The ASIC used 18,000 gate array cells at the time I researched into it. That's more than the SAM one, far more than the Spectrum or QL (Ferranti ULAs) but less than the total of the Amiga custom chips, and a small fraction of what you can get on a cheap FPGA these days.

The video encoder was a 1377 chip, like a Sinclair QL or SAM (among others). This is not very good, but supports NTSC or PAL TV standards.

The blitter is very crude compared with Amiga, with no masking (storing of the background colour, though it did reserve one colour as 'transparent' or beam avoidance). It's more like the little-used one grafted onto the Atari STe. It just copies 4, 8 or 16 bit data around, blocking the CPU's access to RAM (though it does block copy a lot faster). Line drawing takes one cycle per pixel. Polygon drawing used the DSP to work out the co-ordinates and then the blitter to draw lines of the polygon. 16 colour (4 bit) video mode was slowed because the hardware had to do a read before each write, so (assuming no video contention - slower in practice!) it could plot 6 million 16 colour pixels per second or 12 million in 256 colour mode - a lot faster than the Amiga one, especially as the number of colours increases.

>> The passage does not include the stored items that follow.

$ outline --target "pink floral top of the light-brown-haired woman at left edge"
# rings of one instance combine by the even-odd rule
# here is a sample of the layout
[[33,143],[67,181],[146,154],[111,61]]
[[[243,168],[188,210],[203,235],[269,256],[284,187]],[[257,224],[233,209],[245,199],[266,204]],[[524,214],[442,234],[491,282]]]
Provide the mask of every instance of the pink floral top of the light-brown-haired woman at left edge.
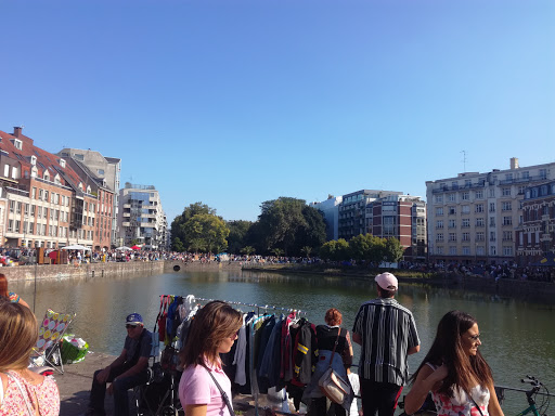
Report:
[[[0,416],[30,416],[27,404],[33,411],[31,414],[35,415],[37,402],[40,416],[57,416],[60,414],[60,392],[53,377],[47,376],[40,385],[33,385],[18,373],[8,372],[4,374],[8,375],[8,389],[0,403]],[[14,379],[20,382],[23,394]],[[1,382],[0,388],[3,391]]]

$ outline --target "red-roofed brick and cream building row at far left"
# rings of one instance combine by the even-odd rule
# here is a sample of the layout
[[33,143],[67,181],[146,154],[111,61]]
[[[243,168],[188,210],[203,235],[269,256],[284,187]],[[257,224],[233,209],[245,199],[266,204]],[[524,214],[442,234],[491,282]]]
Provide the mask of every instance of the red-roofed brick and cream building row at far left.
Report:
[[3,245],[93,245],[96,196],[66,160],[35,146],[21,127],[0,131]]

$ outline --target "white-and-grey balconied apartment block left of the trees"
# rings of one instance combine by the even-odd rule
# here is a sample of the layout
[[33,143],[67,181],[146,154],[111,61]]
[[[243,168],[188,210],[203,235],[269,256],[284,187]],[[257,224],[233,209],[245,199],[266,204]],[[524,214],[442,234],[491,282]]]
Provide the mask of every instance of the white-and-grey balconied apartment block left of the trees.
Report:
[[118,226],[122,245],[141,244],[155,250],[167,247],[167,219],[153,185],[126,182],[119,191]]

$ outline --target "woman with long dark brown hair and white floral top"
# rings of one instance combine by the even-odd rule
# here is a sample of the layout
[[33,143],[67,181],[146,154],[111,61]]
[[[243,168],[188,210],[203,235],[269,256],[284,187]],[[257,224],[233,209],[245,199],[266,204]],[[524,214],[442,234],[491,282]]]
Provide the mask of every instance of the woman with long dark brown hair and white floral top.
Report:
[[503,416],[491,368],[479,346],[476,320],[465,312],[448,312],[439,322],[428,354],[412,376],[404,411],[418,411],[431,391],[438,416]]

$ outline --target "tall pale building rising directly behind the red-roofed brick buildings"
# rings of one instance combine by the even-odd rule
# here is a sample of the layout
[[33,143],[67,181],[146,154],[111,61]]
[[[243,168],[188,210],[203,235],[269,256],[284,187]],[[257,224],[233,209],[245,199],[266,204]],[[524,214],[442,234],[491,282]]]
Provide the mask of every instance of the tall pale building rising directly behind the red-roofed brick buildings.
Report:
[[[57,153],[90,185],[99,196],[94,236],[95,248],[117,246],[117,210],[121,159],[105,157],[100,152],[81,148],[63,148]],[[106,235],[107,234],[107,235]]]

It needed a two-stage DSP program to display solid 3D in perspective, swapping the program every 64 us (every scan line) to do the whole job. Maths and audio operations were mutually exclusive. DSP memory bandwidth was 24 megabytes/second EACH, for both code and data - faster than typical RAM of the day, as it was on-chip.

Fred Gill reckoned it really needed a second DSP, not just one. Flare thought about doing this but it would have required quite a lot of changes.